Every Monday since September, I've been calling our doctor, one of four in a small family practice, and hearing the same apologetic answer to my question: "I'm sorry, but we're out - we get so little of it in." Sometimes that reply is changed to, "I'm sorry, we didn't get any at all this week."

I'm talking, of course, about the H1N1 vaccine. There's just none to be had. I went back and forth, back and forth in August, trying to decide whether or not I wanted to have myself and the girls innoculated with this new vaccine. The three of us have risk factors: I have Type 2 diabetes and they, of course, are teenagers. We do have two young cousins, twenty-six year old Nicole and eighteen year old Heidi, who have both had H1N1 and recovered just fine, although Heidi was hospitalized because of her high fever, but still....

At the end of August, the triage nurse at the office told me that I should call on Mondays to "check for availability." That didn't sound a warning knell in my mind, but evidently the office staff already suspected that there were going to be shortages.

Every Monday through September, October and early November, I called the office on Monday to check for availability, happy that it didn't require an appointment to get a shot; we could just pop in at our convenience. That's not the way it worked out, however. There were simply no vials of the vaccine anywhere on the premises. What little was shipped to the office was immediately snapped up by people who were a little more quick on the draw than I was.

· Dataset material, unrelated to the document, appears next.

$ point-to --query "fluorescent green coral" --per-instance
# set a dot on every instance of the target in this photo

After a particularly horrible bout of the regular seasonal flu Aisling and I shared three years ago, I have made DARNED SURE to get a vaccine and it has been lovely to not be sick. I was particularly torqued about getting so dog-sick three years back because Aisling and I had to miss the performance of Twelfth Night at the Indiana Repertory Theater, a performance which my entire Shakespeare class had to attend without me, one which we had tickets for something like three months in advance. Never again, I thought grimly. I am getting a shot always from now on.

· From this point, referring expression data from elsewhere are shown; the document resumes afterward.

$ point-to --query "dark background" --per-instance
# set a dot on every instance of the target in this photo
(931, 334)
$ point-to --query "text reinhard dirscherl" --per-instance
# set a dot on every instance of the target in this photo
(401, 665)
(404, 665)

But H1N1 is scary to me, probably because of all the media hype surrounding it. I know lots of people who've had it; several kids in my religious ed class, the children of internet friends and home school group students. I don't personally know anyone who's died; that's more like a friend's sister's brother-in-law sort of thing, and just this morning the news came out that Indianapolis radio talk show host Greg Garrison (93.1 WIBC) lost his son-in-law to complications from H1N1. Greg's daughter is expecting the couple's third child in January.

"My daughter had been exposed. We knew her husband was in critical condition with the bug. She's eight months pregnant and we can't find a shot for her and we cast about until we finally found one and she got it," Greg was quoted in the article I linked to above. He says that it took the family a week to find vaccine, in time to help her, but too late for her husband, who was thirty-seven years old.

This is really upsetting. I mean, really. There are lots of folks out there comparing the Obama administration's ham-handed fumbling of the vaccine ball to the Bush administration's foot-dragging response in the wake of Hurricane Katrina, and I can see how they're drawing that parallel. And what this means about the competence of our government to handle the entire health care system for a big country with lots of people is something I find I don't want to even contemplate; the ramifications are too appalling.

With supplies so low and few vaccines to be had, I suppose millions of us out here are left with nothing more to do than pray for God's mercy and protection. Which is, of course, always a good thing to do, but something one would somehow feel better about if one could at least take the precautions that seem sensible.